En 2014, presentó en Madrid la exposición “Génesis”, una recopilación de fotografías que capturó paisajes impresionantes y momentos únicos de la naturaleza. En esta muestra, Salgado reflejó su conexión íntima con el entorno, afirmando que “en Génesis, la cámara hizo possible que la naturaleza me hablara”. La exhibición estuvo diseñada para que el público se maravillara con la belleza natural, mientras recibía un mensaje claro sobre la necesidad urgente de conservación.
Casi diez años después, Salgado regresó a Madrid con su proyecto “Amazônia”, donde dedicó siete años a capturar la esencia de la selva tropical más grande del mundo, extendiéndose por nueve países de América del Sur. En esta obra, enfatizó que el 83% de la Amazonía aún no ha sido destruido y que es crucial conservarla. A través de fotografías, mostró las comunidades indígenas y la extraordinaria diversidad de especies de flora y fauna, al mismo tiempo que resaltó el impacto ambiental que tiene esta región en el resto del mundo.
La exposición fue curada por su esposa, Lélia Wanick Salgado, y abarcó aspectos como la majestuosidad de la selva desde el aire, las formaciones meteorológicas, y los ríos voladores que, proviniendo de la evapotranspiración de millones de árboles, influyen en el clima incluso en lugares tan distantes como España.
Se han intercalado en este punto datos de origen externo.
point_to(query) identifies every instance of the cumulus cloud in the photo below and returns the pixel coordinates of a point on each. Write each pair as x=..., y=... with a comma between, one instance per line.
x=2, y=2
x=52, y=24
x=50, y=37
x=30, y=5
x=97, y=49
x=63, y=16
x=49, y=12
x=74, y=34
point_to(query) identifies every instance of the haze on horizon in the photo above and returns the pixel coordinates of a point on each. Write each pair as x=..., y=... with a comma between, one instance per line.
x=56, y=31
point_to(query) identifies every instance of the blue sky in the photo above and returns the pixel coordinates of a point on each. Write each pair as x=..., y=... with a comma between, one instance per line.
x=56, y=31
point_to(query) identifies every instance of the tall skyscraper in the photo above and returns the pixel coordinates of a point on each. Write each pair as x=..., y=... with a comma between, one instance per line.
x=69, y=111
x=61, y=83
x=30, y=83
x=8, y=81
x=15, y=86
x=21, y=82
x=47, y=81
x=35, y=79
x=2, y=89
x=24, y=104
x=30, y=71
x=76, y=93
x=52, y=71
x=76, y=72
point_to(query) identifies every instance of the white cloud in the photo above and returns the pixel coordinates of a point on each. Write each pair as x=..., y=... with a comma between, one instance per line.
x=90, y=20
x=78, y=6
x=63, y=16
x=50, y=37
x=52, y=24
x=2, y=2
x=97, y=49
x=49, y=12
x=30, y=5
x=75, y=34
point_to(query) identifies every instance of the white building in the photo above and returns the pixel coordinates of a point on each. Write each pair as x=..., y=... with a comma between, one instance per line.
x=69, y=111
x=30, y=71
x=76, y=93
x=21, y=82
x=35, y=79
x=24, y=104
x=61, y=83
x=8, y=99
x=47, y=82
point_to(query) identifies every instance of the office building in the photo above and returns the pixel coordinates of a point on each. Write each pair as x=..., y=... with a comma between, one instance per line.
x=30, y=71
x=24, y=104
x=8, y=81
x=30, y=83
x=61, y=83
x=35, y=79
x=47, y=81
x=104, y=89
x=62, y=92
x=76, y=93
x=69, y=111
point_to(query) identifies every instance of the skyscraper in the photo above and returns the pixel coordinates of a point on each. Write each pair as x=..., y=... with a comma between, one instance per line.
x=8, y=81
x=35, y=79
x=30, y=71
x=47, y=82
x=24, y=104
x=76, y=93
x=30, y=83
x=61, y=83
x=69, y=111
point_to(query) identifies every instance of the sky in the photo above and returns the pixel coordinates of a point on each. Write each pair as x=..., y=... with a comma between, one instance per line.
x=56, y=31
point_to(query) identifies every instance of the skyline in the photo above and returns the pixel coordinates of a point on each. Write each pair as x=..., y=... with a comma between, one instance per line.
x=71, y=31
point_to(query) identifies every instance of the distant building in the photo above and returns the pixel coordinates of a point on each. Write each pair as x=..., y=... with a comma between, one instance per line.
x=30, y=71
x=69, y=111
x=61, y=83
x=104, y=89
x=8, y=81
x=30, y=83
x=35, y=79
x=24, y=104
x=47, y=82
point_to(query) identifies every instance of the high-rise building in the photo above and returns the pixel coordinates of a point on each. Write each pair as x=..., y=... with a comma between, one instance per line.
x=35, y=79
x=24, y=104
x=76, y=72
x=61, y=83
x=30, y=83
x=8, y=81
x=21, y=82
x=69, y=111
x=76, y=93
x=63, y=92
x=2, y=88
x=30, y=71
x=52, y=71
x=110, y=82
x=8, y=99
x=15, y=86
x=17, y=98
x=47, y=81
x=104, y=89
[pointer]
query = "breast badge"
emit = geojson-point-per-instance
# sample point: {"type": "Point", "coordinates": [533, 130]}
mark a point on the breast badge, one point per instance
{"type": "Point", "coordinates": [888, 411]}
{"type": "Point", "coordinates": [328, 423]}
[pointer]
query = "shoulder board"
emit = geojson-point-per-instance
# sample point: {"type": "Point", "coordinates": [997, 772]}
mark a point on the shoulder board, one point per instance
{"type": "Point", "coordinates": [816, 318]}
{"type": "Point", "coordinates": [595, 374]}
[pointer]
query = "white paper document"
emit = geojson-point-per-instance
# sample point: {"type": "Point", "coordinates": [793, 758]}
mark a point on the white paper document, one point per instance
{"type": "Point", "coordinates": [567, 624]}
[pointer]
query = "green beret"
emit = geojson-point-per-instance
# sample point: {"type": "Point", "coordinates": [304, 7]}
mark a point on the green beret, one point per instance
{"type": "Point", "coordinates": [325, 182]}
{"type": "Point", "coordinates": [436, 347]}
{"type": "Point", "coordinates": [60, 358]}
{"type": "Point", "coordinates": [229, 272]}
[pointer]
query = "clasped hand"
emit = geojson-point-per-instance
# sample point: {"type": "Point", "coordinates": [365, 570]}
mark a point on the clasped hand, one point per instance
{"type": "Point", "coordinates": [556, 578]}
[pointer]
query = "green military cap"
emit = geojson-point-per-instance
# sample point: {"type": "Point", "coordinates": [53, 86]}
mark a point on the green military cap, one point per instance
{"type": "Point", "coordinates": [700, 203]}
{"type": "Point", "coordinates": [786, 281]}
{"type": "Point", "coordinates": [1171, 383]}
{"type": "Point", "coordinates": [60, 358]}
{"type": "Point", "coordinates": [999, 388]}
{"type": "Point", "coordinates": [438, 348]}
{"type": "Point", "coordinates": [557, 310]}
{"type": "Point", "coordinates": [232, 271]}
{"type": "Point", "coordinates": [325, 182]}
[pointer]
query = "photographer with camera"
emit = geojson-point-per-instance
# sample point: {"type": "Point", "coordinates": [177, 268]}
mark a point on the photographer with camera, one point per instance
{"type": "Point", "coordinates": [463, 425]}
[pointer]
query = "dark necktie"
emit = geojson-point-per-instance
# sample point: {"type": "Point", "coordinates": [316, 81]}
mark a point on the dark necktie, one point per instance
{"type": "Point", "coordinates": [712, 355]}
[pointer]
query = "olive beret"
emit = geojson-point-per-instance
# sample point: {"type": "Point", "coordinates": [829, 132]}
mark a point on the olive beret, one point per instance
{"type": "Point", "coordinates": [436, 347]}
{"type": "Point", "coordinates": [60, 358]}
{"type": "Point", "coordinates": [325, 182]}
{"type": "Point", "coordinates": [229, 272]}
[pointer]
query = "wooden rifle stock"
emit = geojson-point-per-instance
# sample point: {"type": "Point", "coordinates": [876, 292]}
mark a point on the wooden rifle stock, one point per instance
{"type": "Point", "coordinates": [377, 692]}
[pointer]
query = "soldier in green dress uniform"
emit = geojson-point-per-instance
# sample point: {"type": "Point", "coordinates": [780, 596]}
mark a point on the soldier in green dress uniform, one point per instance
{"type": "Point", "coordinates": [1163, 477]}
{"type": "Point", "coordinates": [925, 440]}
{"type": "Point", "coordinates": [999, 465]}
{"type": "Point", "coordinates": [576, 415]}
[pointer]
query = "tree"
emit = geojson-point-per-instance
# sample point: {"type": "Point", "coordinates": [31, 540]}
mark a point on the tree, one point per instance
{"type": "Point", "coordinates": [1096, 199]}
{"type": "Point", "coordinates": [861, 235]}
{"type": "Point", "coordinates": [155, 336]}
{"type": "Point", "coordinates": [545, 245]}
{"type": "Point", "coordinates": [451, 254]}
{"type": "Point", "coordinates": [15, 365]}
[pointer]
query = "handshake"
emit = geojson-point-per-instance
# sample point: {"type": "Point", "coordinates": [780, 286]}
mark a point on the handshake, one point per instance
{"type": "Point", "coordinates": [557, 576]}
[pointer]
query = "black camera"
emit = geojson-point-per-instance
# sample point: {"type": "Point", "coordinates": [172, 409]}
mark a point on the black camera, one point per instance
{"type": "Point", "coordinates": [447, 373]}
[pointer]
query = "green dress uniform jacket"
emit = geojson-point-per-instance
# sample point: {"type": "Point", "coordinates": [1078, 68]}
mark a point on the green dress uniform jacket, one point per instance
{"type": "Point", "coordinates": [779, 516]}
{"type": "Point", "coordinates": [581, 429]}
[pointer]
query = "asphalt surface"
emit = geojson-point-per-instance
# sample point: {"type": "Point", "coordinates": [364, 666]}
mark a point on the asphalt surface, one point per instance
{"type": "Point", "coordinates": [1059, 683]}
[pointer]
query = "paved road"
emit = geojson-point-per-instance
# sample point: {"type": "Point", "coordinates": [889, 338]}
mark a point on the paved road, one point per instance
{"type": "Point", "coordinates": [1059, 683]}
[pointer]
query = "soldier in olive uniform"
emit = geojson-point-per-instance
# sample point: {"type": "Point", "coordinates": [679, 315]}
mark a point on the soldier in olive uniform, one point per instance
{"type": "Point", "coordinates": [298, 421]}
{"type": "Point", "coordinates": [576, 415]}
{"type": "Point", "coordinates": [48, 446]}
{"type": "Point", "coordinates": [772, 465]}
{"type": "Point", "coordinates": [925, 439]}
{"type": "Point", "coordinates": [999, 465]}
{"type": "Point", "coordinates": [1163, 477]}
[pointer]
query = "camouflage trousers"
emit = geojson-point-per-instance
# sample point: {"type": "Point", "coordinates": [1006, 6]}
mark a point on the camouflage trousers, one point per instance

Salgado compartió su visión sobre lo que considera su legado fotográfico, destacando la influencia de su historia personal y cultural en su arte. Cada imagen, según él, está impregnada de su herencia, lo que lo lleva a una representación única de la realidad.
La invitación de Salgado resuena con fuerza: enamorarse de la Amazonía y hacerse eco de la necesidad de proteger este invaluable recurso; un llamado a la acción para combatir la destrucción y asegurar un futuro sostenible para las próximas generaciones. Su compromiso por la naturaleza y la memoria de sus travesías por la Amazonía quedarán grabados en la memoria colectiva, invitando a todos a reflexionar sobre el poder de la fotografía como vehículo de cambio.